Monday, November 12, 2007

This new blog is just to give myself a change of pace from the recipe blog I suppose.
Yesterday, as my husband and I were driving back from a holiday, we got talking about thermodynamics in a random context. For me, it was a conundrum and created a cogent impulse to explore the universal truth of the term. If one were to consider the universe a closed boundary system and all energy to pass within it from higher to lower states, in constant motion, then isn't that the same truth that can be applied to the ying and yang of almost everything?
If yang stands for everything white, good, pure...and if yin stands for everything black, dark, diabolic, though it could never mean that these two states of being are integral in their nature, each maintaining its identity, not influencing the other.

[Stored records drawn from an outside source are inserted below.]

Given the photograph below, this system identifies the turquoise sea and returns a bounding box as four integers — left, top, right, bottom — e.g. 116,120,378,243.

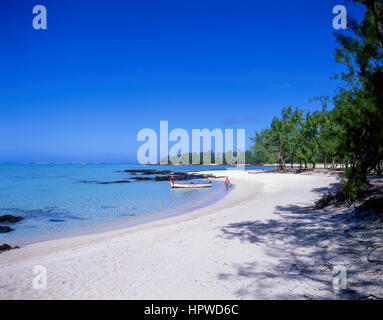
0,163,276,244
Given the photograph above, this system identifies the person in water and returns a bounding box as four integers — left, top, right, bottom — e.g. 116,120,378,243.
224,177,231,191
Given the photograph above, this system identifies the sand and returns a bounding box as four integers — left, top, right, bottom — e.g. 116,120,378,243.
0,170,378,299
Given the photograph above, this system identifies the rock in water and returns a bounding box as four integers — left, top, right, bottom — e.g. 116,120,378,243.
0,226,12,233
0,214,23,223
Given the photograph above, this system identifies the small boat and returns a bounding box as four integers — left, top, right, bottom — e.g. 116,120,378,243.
170,181,211,189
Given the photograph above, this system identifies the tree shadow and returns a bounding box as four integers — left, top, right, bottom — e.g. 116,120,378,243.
218,192,383,299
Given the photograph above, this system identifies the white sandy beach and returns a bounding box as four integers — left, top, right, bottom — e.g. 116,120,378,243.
0,170,380,299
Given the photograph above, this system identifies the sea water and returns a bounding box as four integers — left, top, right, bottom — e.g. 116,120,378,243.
0,163,276,244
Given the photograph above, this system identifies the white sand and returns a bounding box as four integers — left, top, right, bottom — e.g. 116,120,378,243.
0,170,344,299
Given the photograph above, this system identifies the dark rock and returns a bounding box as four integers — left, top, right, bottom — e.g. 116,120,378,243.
0,226,12,233
131,177,154,181
0,214,23,223
0,243,20,253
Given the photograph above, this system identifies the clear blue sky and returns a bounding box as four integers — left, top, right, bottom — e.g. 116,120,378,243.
0,0,366,162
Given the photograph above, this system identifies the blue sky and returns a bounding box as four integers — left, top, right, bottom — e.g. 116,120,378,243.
0,0,366,162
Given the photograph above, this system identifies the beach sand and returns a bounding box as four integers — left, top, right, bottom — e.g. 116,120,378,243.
0,170,378,299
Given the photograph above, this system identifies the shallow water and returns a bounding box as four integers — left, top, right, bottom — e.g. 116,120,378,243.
0,164,276,244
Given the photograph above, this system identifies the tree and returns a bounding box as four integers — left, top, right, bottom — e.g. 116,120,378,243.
333,0,383,197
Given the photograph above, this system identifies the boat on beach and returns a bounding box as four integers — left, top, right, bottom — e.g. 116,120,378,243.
170,181,211,189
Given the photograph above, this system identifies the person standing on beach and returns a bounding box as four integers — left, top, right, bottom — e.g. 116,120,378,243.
224,177,231,191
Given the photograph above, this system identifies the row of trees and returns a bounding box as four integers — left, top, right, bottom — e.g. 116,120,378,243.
253,0,383,197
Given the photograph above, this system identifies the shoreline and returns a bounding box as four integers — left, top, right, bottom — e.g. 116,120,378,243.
0,170,380,299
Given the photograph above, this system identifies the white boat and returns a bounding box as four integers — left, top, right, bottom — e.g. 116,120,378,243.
170,181,211,189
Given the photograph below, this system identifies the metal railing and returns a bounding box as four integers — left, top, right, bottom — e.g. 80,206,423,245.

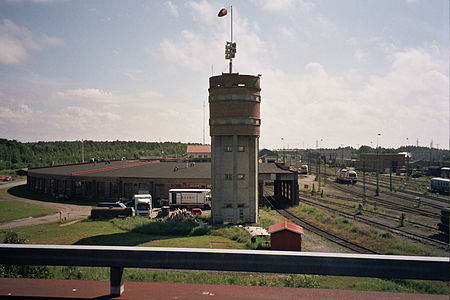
0,244,450,296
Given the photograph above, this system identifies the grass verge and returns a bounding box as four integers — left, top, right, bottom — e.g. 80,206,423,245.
4,184,97,206
0,201,57,223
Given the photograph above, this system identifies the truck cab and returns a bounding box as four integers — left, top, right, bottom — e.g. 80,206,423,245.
133,194,152,218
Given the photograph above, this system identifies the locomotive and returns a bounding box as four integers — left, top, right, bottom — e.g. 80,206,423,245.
336,169,358,184
428,177,450,195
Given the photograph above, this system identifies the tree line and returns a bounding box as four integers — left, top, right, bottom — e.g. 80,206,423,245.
0,139,192,170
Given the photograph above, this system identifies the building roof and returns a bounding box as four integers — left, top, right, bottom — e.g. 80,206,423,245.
186,145,211,154
267,221,305,234
259,148,278,157
259,163,294,174
29,161,211,179
28,160,294,179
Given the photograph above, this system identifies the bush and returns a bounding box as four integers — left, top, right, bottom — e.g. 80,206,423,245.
189,226,211,236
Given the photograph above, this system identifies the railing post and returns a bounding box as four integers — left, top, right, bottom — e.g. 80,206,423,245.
109,267,124,297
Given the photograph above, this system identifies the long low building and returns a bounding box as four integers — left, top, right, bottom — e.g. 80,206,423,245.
27,160,298,203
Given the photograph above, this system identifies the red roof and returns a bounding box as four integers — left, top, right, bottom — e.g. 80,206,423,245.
187,145,211,153
267,221,304,234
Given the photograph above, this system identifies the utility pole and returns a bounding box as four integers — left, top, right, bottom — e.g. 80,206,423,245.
81,140,84,162
363,160,366,200
375,133,381,196
389,161,392,192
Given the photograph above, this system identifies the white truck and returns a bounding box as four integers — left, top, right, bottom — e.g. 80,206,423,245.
169,189,211,209
133,194,152,218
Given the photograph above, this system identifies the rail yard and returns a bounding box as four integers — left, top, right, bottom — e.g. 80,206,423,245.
264,168,449,255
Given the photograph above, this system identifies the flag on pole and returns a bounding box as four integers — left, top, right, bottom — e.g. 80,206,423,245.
217,8,228,17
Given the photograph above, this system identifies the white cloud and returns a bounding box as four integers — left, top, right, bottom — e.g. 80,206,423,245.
55,88,113,102
186,0,222,24
160,30,220,71
123,69,144,81
254,0,294,12
165,1,179,17
353,49,367,62
261,48,449,146
0,104,33,124
7,0,62,4
0,19,64,64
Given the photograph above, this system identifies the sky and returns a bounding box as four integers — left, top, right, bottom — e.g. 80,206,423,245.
0,0,450,149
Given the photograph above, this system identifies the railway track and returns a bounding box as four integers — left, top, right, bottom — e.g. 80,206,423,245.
357,180,449,209
300,197,449,251
321,173,449,205
328,181,440,220
300,195,439,232
264,191,380,254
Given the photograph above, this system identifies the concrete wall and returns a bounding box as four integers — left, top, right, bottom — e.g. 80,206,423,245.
209,74,261,223
211,135,259,223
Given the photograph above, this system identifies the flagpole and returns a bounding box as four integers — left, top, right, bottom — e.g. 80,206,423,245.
230,5,233,74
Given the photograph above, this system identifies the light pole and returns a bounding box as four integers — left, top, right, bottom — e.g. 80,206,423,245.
81,140,84,162
375,133,381,196
317,139,323,192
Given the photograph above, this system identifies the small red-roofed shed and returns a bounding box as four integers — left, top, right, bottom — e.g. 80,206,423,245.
267,222,304,251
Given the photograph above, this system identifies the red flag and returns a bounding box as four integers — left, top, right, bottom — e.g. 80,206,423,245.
217,8,228,17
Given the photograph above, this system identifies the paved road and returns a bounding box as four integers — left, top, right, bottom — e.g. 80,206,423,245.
0,181,91,229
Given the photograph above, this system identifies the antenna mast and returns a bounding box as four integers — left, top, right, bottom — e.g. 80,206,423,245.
225,6,236,74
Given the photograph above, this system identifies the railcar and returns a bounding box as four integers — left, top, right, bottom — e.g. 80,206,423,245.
438,208,450,236
336,169,358,184
429,177,450,195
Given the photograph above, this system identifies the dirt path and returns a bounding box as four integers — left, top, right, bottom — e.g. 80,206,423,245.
0,181,91,229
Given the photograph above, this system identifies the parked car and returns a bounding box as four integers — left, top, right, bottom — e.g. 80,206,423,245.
55,194,69,201
191,208,202,215
97,201,127,208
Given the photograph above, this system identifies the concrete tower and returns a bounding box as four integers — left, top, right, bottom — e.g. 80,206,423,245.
209,72,261,223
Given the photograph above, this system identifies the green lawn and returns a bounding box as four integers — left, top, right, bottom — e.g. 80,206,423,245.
0,221,245,249
0,184,97,206
0,201,56,223
0,210,449,294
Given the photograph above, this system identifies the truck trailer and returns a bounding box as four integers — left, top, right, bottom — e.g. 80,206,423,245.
169,189,211,209
133,194,152,218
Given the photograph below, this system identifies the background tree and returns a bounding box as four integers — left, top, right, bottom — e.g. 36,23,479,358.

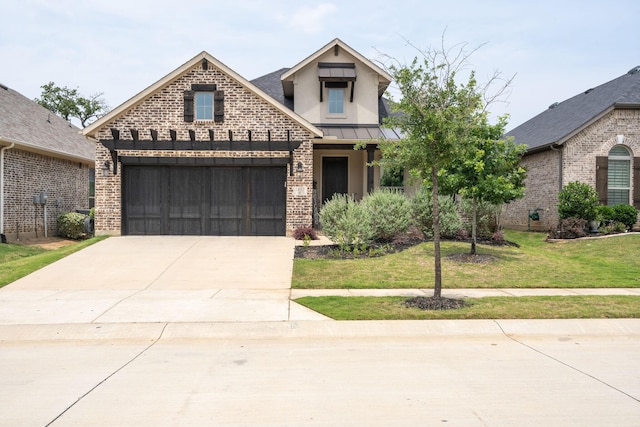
440,114,526,255
380,38,508,298
35,82,109,128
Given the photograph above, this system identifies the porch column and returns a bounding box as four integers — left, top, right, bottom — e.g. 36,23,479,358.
367,144,376,193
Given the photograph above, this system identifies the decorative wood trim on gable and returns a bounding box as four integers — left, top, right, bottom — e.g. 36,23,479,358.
100,139,302,152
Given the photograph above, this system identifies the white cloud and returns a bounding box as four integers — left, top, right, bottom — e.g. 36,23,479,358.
287,3,338,34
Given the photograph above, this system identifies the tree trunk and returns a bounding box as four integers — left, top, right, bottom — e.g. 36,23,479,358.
431,166,442,298
471,197,478,255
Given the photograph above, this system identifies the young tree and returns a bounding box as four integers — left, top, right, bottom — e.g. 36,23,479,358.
35,82,109,127
380,43,507,298
440,115,526,255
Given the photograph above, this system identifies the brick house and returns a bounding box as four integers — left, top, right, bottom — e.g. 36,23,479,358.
84,39,398,235
0,85,95,241
503,67,640,230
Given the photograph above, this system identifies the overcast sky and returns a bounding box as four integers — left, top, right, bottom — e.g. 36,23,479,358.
0,0,640,129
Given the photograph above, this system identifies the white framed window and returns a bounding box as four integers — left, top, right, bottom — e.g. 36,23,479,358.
196,92,213,120
328,88,344,114
607,145,631,206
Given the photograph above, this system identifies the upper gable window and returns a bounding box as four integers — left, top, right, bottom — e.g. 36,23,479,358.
196,92,213,120
328,89,344,114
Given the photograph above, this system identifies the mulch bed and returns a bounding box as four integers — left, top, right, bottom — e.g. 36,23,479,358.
404,297,469,310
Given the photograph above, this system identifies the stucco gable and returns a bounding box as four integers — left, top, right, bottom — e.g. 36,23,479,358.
281,38,392,96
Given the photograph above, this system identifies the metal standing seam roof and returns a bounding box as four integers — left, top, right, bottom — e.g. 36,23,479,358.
0,85,95,163
506,66,640,151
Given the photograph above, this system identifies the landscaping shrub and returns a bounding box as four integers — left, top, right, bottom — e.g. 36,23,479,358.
293,227,318,240
411,190,463,238
596,205,613,224
549,218,587,239
58,212,87,240
361,190,412,242
320,194,375,246
611,205,638,230
558,181,598,221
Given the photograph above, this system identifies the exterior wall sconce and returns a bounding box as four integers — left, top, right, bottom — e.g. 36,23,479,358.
102,160,111,177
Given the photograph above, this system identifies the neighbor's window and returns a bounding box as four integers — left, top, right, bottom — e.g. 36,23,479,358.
329,89,344,114
607,146,631,206
196,92,213,120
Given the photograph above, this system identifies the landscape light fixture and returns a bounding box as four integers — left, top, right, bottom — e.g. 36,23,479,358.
102,160,111,177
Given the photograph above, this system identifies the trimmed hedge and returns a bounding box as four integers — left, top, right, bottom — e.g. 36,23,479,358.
58,212,87,240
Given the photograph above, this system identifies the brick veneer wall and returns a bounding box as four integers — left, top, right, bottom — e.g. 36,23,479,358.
95,60,313,234
4,149,89,240
503,110,640,230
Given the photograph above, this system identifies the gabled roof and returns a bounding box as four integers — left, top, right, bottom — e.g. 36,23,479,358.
281,38,392,96
0,85,95,165
251,68,394,124
507,66,640,152
83,51,322,137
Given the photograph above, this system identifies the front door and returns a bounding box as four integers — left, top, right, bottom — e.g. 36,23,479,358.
322,157,349,202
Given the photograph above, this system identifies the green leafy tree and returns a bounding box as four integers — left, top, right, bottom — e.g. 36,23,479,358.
439,114,526,255
35,82,109,127
380,38,510,298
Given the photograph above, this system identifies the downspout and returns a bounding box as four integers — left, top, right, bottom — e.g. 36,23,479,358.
0,142,15,239
550,144,563,191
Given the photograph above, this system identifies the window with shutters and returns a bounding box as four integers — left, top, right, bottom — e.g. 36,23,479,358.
607,146,631,206
329,89,344,114
195,92,213,120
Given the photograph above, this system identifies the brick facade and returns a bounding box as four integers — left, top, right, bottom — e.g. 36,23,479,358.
4,148,89,241
95,62,313,234
503,110,640,230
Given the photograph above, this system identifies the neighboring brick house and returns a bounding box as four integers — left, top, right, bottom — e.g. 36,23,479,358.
84,39,398,235
503,67,640,230
0,85,95,241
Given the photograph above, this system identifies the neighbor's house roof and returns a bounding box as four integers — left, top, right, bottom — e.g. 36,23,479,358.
0,85,95,165
507,66,640,152
83,51,322,137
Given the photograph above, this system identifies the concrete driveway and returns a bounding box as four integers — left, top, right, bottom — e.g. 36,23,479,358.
0,236,325,324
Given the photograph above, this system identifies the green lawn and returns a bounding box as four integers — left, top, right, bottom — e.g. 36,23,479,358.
292,231,640,289
0,236,106,287
296,296,640,320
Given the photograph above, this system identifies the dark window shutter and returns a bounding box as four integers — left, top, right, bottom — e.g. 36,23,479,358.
184,90,194,122
633,157,640,209
213,90,224,122
596,156,609,205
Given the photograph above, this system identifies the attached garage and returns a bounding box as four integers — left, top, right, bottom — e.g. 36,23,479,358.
122,164,287,236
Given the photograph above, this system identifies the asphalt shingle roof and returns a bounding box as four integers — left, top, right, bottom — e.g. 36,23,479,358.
0,85,95,161
507,66,640,151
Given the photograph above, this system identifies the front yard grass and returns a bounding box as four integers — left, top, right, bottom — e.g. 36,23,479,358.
0,236,107,288
295,295,640,320
292,231,640,289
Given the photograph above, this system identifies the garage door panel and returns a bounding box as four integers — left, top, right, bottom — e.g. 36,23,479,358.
250,168,286,236
123,165,286,236
123,168,162,235
167,167,206,236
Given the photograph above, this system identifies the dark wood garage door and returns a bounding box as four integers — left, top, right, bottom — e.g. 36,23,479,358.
122,165,286,236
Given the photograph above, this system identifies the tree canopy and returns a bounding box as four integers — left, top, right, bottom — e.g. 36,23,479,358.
380,43,511,298
35,82,109,127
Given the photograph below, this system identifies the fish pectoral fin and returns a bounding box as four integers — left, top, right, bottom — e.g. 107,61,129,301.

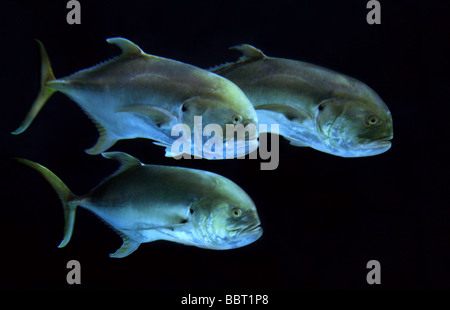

If that were true, then I find little comfort in that hypothesis. I always believed that the only ever thing that symbolized pure good / pure evil and existed as two separate states was fictional- Stevenson' Jekyll and Hyde, in which one man represented the yang of all character - Jekyl and the other man represented the yin of all mankind- Mr. Hyde. In other words, it is virtually impossible to find a man who is completely bad or completely good.
Supposing yin and yang stand for tradition and change respectively. Do these not complement each other. Does change not happen in the backdrop of a strong traditional base? What would be the existential state of tradition without change and vice versa? Thus energy flows happen between these states constantly, and in a larger context between everything that possesses ying and yang attributes.
This I believe is also true of people. Good people influence others through a flow of positive energy from their attitudes, their dispositions, their traits, similarly we see many wise people get influenced by negative energy flows.
Thus, the ying and yang in this world is interlocked in a constant battle. This battle between these states of polarity is what maintains the equilibrium in the world as we see it.